What do you hope students in your class take away from these books?
I hope that my students take from Great Jones Street the ironic conclusion that a serious and challenging novel of ideas can be made from black comedy and a figure first associated with teenage entertainment. I hope they take from Dylan’s memoir a sense of his conviction—supported by a surprising majority of literary history—that good poetry can be chanted, sung, and variously embodied as well as read silently within a community of one.
How did you first hear about these books?
Dylan’s inspired string of albums from the mid-1960s—Another Side of Bob Dylan, Bringing It All Back Home, Highway 61 Revisited, Blonde on Blonde—the ones in every retiree’s and every other hipster’s record collection—was the gateway art that led me to both texts. For me, these books thus come with musical preambles as well as imaginary soundtracks.
Why should students who aren’t taking your class read these books?
Students should spend some hours of their free time reading Dylan’s memoir because it will (a) solve the mystery of why so many otherwise sensitive and intelligent people were seduced by a singer who can barely sing; (b) demonstrate, despite all the slurs and rumors to the contrary, that the New Left of the 1960s was deeply, effortlessly patriotic; and (c) provide step-by-step instructions for recording a Bob Dylan album in either New York, Nashville, or New Orleans, take your pick. Students should try on DeLillo’s novel to experience sentences like these, hyper-logical and teetering on the edge of brilliant obscurity: “Fame requires every kind of excess. I mean true fame, a devouring neon, not the somber renown of waning statesman or chinless kings. I mean long journeys across gray space. I mean danger, the edge of every void, the circumstance of one man imparting an erotic terror to the dreams of the republic.”

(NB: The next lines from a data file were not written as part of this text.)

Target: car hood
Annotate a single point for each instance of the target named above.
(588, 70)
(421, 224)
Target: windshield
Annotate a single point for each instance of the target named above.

If someone really likes these texts, or is interested in this topic, do you have any other recommendations?
If students like Dylan’s Chronicles, they’ll probably love the memoir Just Kids by Patti Smith, a similarly poetic popular singer. She worshipped Arthur Rimbaud as well as the Rolling Stones and helped to invent American punk rock before performing in Dylan’s place at his Nobel investiture. If they like Great Jones Street, they’ll definitely love the admittedly more accomplished (and more often taught) DeLillo novels White Noise, home of the “airborne toxic event” and the “Most Photographed Barn in the World,” and Underworld, one of the best and most adventurous historical novels of post-1945 America.